Das sind die vier hinreichenden, aber auch notwendigen Bedingungen für die Annahme des Vorliegens des äußeren Bildes einer bedingungsgemäßen Entwendung.[11] Eine Anscheinsbeweissituation, aus der auf die Tatbestandsbestandteile des äußeren Bildes oder sogar auf das Vorliegen des Entwendungstatbestandes selbst geschlossen werden könnte, fehlt mangels eines typischen Entwendungstatbestandes.[12]

Die Form der Beweiserleichterung ist auch außerhalb des Bereichs des Anscheinsbeweises als eine von den Parteien des Versicherungsvertrags nach ihrer Interessenlage gewollte, dem Vertrag innewohnende Verschiebung des Eintrittsrisikos und damit als materiell-rechtliche Risikozuweisung zu verstehen.
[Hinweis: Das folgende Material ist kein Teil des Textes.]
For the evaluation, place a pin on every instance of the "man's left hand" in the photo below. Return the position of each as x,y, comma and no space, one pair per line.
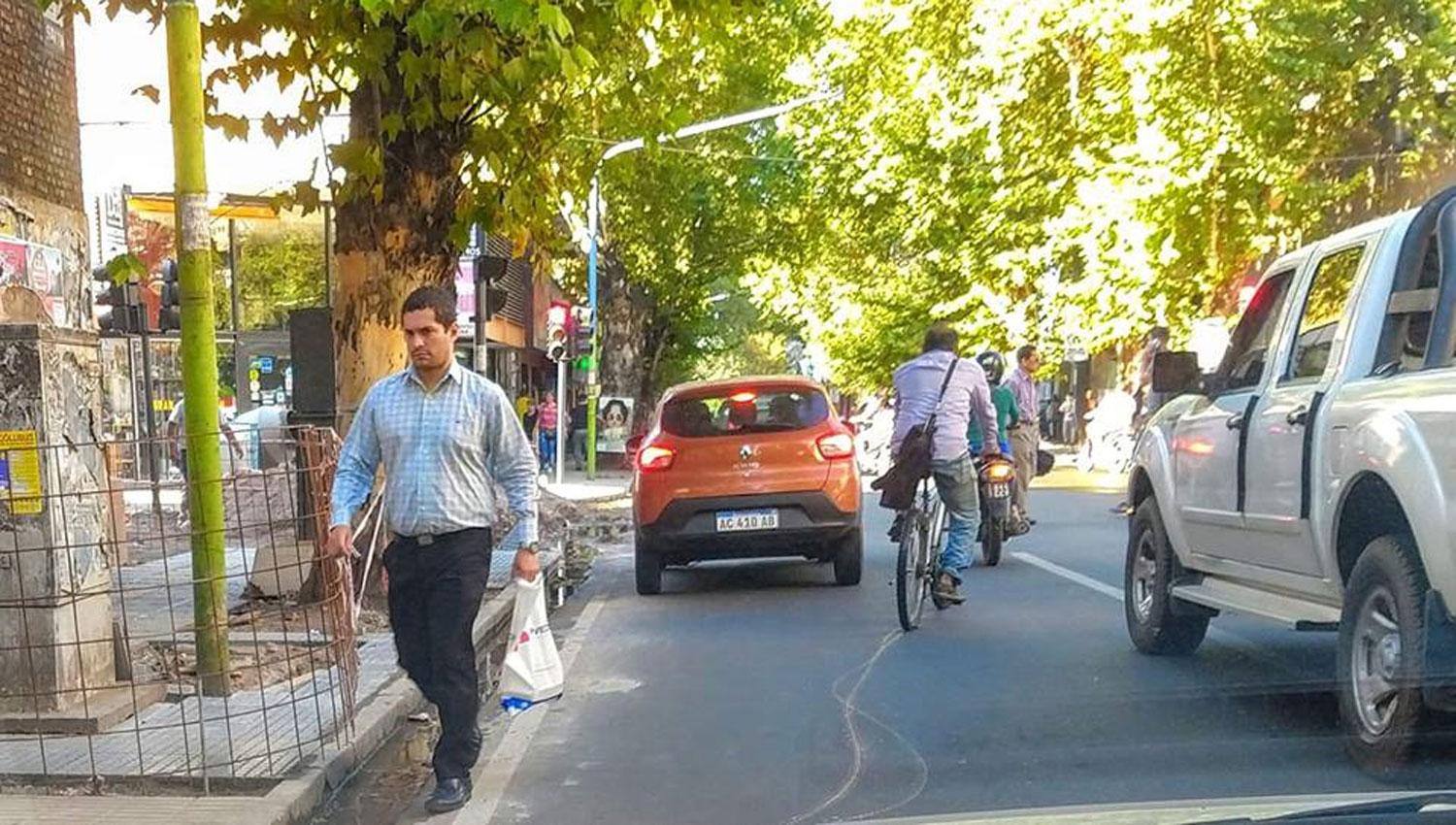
526,566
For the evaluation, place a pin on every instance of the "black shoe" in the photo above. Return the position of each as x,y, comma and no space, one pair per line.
450,795
946,591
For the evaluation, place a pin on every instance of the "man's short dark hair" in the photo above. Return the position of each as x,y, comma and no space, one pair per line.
941,337
439,299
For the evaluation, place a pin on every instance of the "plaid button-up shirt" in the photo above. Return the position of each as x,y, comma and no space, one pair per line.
440,449
1024,389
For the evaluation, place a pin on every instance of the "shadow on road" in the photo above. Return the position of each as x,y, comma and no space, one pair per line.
756,575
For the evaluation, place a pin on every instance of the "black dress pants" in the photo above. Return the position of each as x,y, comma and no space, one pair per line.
434,595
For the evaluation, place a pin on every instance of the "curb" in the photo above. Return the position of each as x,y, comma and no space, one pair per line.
294,801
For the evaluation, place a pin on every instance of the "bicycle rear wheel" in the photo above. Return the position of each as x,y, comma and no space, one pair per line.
911,569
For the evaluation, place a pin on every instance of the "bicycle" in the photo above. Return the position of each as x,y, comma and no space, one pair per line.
922,537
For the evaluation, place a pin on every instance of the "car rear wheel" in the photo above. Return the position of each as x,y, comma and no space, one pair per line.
849,559
1153,620
1382,644
648,563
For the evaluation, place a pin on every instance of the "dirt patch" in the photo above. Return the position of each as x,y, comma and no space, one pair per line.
250,665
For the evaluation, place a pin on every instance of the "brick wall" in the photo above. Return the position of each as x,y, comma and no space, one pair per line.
40,134
41,201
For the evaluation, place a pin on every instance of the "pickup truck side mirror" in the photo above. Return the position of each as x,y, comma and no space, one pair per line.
1176,373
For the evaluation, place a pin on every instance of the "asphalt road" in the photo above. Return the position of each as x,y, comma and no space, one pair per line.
760,693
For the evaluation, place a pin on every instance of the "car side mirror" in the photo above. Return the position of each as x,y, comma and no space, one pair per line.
1176,373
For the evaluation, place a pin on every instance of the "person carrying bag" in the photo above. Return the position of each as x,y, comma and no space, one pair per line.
911,463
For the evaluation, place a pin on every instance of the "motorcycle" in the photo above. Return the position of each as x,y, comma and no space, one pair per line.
995,478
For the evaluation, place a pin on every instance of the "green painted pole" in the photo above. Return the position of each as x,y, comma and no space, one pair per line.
198,346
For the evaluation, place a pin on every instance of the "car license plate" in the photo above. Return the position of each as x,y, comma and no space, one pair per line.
740,519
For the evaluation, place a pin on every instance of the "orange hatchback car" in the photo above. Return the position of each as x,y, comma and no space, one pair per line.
745,469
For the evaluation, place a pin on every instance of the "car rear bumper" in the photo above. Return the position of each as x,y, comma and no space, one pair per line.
810,524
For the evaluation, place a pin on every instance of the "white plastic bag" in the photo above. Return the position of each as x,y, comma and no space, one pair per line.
532,671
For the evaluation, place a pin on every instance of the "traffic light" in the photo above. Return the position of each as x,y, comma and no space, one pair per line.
169,314
556,335
581,329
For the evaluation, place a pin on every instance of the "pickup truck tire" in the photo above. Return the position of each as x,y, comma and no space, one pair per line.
1147,600
1382,644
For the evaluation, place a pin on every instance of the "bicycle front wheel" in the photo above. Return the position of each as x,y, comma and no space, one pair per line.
910,571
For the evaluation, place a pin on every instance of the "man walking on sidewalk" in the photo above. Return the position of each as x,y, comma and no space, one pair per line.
1025,434
442,434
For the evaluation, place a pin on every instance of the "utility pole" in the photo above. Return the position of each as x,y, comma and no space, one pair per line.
198,346
232,277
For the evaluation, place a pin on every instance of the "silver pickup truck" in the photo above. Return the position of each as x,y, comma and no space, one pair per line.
1312,478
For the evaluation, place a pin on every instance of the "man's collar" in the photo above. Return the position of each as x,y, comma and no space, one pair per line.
454,373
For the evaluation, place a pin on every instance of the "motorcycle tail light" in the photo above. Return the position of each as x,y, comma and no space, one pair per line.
1001,472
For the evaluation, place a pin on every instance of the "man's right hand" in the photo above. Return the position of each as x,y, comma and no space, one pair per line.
340,543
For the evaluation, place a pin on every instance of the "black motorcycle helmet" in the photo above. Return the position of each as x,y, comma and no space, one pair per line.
993,364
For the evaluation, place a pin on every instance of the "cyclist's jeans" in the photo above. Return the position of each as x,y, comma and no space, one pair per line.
957,481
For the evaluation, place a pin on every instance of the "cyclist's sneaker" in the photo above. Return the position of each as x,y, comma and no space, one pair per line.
945,591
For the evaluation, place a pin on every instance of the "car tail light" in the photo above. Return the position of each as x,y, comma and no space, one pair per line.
654,457
836,446
999,472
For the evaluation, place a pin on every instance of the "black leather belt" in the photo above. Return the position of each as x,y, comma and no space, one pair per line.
427,539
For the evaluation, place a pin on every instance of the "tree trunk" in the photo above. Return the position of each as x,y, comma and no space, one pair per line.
628,341
390,245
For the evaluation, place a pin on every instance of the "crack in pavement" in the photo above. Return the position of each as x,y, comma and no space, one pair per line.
849,711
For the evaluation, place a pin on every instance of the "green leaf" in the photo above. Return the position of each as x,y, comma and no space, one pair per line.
553,19
127,267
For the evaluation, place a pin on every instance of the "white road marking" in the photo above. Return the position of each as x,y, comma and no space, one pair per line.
1071,575
1242,644
494,776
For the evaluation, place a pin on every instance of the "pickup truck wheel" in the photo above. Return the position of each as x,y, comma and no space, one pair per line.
849,559
1147,598
1382,644
648,563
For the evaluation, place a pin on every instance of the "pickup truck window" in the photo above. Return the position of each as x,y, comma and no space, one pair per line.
1248,346
1325,305
1408,319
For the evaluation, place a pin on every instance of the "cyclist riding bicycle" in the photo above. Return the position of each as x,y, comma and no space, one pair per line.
919,386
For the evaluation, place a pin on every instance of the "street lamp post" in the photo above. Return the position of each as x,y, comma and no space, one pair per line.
593,224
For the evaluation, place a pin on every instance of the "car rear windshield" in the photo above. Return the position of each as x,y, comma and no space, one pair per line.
734,412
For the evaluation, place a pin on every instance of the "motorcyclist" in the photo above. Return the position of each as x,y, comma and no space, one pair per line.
1002,399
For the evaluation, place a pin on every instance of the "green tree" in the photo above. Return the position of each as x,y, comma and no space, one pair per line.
1075,171
279,271
460,113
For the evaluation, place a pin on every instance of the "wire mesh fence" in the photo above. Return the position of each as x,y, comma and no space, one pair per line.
116,658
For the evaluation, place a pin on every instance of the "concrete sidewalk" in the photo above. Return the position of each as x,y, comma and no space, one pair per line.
576,486
290,801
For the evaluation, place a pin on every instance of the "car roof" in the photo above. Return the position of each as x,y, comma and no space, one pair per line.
742,383
1337,239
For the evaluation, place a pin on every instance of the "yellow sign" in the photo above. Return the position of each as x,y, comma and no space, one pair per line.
20,470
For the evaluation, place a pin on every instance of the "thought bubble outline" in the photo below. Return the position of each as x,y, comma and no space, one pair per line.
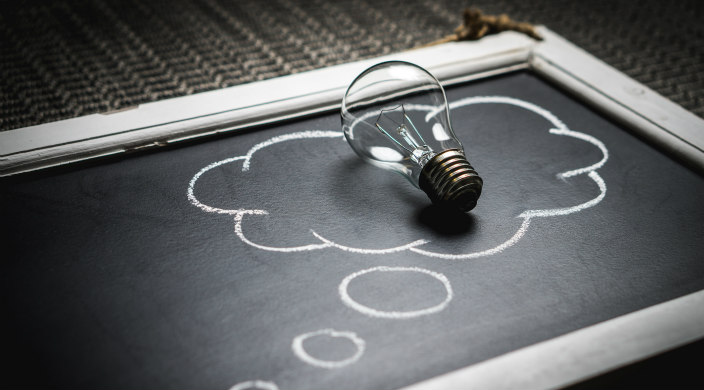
559,128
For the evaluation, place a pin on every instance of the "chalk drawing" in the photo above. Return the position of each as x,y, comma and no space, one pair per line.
347,300
557,127
300,351
257,384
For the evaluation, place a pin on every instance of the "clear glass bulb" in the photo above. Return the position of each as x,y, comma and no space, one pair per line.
395,116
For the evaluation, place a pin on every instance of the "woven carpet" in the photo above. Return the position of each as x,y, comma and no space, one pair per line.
65,58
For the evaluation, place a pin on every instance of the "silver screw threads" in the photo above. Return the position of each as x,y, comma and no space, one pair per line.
450,181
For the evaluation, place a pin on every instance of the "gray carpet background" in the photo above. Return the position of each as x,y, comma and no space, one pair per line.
67,58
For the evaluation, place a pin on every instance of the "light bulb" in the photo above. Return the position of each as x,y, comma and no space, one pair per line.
395,116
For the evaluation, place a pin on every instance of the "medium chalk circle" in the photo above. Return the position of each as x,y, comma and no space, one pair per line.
263,385
347,300
297,346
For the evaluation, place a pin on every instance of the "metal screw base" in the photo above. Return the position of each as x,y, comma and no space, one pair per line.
449,180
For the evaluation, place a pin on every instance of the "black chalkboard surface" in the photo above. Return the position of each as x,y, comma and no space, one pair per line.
278,256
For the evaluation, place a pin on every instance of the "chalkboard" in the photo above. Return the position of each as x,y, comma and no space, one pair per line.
276,258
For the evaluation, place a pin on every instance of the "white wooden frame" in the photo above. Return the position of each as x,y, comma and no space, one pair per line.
552,363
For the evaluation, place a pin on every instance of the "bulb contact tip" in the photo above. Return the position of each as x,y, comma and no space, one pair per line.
450,181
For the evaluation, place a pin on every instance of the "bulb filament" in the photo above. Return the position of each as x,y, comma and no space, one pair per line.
419,152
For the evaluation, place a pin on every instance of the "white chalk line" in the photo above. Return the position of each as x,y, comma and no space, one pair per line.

Sie hängt nicht von der Glaubwürdigkeit des Versicherungsnehmers ab, weil auch einem unglaubwürdigen Versicherungsnehmer ein Fahrzeug gestohlen werden kann.[13] Dies führt dazu, dass bei der Bewertung im Rahmen persönlicher Anhörung des Versicherungsnehmers durch den Tatrichter Vorsicht geboten ist.

[7] Senatsurt. v. 17.5.1995 – IV ZR 279/94, BGHZ 130, 1, 3 m.w.N.
[8] Grundlegend zu der Thematik: Römer, NJW 1996, 2329.
[10] So etwa Senatsurt. v. 30.1.2002, a.a.O.
[11] Diehl, zfs 2000, 187 m.w.N.
[12] Diehl, zfs 2000, 190; Senatsurt. v. 17.2.1988 – IVa ZR 177/86, NJW-RR 1988, 789, 790.
[13] Senatsurt. v. 5.10.1983 a.a.O.; v. 22.9.1999 a.a.O. und v. 11.2.1998 – IV ZR 306, VersR 1998, 488 unter 2.